IMMU-13. DEVELOPMENT OF ADAPTIVE IMMUNE RESISTANCE IN A MURINE GLIOMA MODEL TREATED WITH DENDRITIC CELL VACCINATION AND PD-1 CHECKPOINT BLOCKADE

Abstract

Abstract Immunotherapies such as immune checkpoint inhibitors and active vaccination have shown great potential in unleashing antitumor immunity for cancer treatment. However, their effectiveness in treating glioblastoma (GBM) is limited. In a preclinical glioma model, administration of both autologous tumor lysate-pulsed dendritic cell vaccination (ATL-DC) and anti-PD-1 checkpoint blockade (aPD1) significantly increased survival and enhanced intratumoral T cell activation.
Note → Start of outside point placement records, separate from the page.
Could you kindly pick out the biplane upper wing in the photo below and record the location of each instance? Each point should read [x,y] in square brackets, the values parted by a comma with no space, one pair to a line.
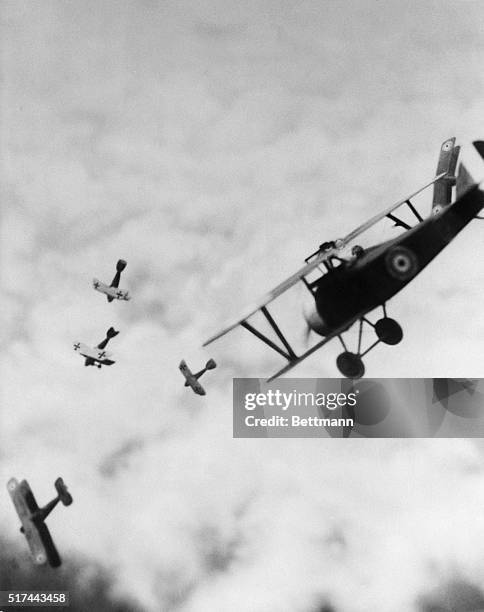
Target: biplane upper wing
[276,292]
[318,260]
[366,226]
[37,535]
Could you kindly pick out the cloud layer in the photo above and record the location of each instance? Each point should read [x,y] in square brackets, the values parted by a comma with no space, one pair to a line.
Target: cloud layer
[213,145]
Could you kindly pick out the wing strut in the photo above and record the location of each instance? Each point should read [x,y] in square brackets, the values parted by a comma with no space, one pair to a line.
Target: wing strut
[290,355]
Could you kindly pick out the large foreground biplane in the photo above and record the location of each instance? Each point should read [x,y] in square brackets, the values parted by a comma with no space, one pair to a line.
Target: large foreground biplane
[353,281]
[32,517]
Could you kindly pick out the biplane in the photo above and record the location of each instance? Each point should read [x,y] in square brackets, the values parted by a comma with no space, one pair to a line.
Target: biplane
[112,292]
[32,517]
[191,380]
[97,356]
[353,281]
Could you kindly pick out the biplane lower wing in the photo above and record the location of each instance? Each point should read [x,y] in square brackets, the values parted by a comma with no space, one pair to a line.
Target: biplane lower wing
[313,349]
[38,537]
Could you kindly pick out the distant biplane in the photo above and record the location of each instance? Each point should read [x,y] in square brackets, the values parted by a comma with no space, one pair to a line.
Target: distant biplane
[353,284]
[97,356]
[112,292]
[191,380]
[32,517]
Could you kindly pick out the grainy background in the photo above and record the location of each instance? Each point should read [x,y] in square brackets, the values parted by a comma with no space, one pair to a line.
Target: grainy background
[214,145]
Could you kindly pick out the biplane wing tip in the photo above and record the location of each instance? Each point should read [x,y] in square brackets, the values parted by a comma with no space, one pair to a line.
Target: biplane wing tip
[12,484]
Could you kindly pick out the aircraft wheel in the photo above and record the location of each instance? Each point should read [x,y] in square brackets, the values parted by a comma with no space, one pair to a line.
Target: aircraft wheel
[401,263]
[350,365]
[388,331]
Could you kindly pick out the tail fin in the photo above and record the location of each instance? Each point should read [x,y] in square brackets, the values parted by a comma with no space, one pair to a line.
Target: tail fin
[111,332]
[471,167]
[447,163]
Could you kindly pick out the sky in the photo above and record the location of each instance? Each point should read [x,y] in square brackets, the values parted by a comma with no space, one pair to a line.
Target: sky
[214,145]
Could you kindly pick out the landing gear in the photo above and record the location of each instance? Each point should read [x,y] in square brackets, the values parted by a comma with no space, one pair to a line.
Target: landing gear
[350,365]
[387,331]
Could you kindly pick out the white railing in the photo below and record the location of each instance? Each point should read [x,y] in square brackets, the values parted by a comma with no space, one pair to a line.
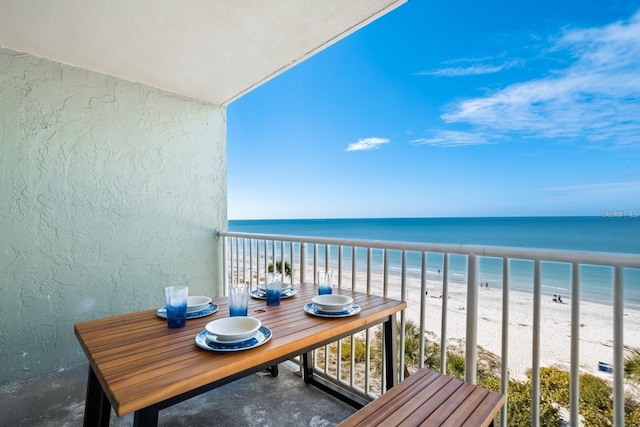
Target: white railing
[382,267]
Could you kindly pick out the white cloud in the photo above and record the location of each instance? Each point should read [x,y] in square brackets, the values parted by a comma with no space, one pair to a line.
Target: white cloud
[596,98]
[449,138]
[475,69]
[367,144]
[619,187]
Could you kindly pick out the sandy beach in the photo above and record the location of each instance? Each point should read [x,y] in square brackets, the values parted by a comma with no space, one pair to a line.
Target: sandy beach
[596,320]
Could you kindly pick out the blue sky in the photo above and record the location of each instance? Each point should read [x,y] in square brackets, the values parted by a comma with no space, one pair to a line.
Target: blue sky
[450,109]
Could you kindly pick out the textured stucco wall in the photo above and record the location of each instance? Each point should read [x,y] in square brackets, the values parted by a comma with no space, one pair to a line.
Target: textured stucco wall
[111,191]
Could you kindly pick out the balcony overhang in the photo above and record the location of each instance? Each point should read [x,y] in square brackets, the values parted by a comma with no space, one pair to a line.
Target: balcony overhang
[214,51]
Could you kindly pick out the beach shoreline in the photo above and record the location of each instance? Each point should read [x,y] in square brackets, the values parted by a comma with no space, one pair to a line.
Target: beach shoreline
[596,321]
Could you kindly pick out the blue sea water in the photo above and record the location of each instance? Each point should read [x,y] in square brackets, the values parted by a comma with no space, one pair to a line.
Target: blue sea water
[594,234]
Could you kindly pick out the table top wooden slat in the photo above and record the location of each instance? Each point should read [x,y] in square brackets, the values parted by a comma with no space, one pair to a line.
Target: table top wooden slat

We hypothesize that the combination of these two treatments will substantially increase the abundance and activity of tumor-reactive cytotoxic T cells. As such, we recently started a phase I trial administering ATL-DC and neoadjuvant aPD1 to recurrent GBM patients (NCT ID: NCT04201873). To understand the local antitumor immune response in greater depth, we performed single-cell RNA sequencing analysis of the CD45+ immune compartment of explanted gliomas from twelve mice, four of which were treated with ATL-DC and aPD1 while the other eight received no treatment. We found that the combination therapy increased tumor-infiltrating T cells, monocytes and DCs. We also observed the expansion and differentiation of CD8+ effector T cells under the effect of combination therapy. These T cells exhibited a differentiation trajectory from a Tcf7+Il2ra+ early activated phenotype to a terminally exhausted state marked by high expression of Pdcd1, Tox and Tigit. Interestingly, combination therapy specifically increased a macrophage subset that overexpressed Ch25h, an interferon-stimulated gene encoding for the oxysterol lipid 25-hydroxycholesterol (25-HC). Preliminary results from in vitro studies demonstrated that 25-HC restricted T cell proliferation and tumor cell cytolysis, suggesting its immunosuppressive function. In summary, our study reveals the impact of ATL-DC + aPD1 combination therapy on the immune microenvironment of GBM and a potential maladaptive mechanism mediated by 25-HC. Future studies will seek to exploit these targets therapeutically to develop more effective GBM treatment regimens.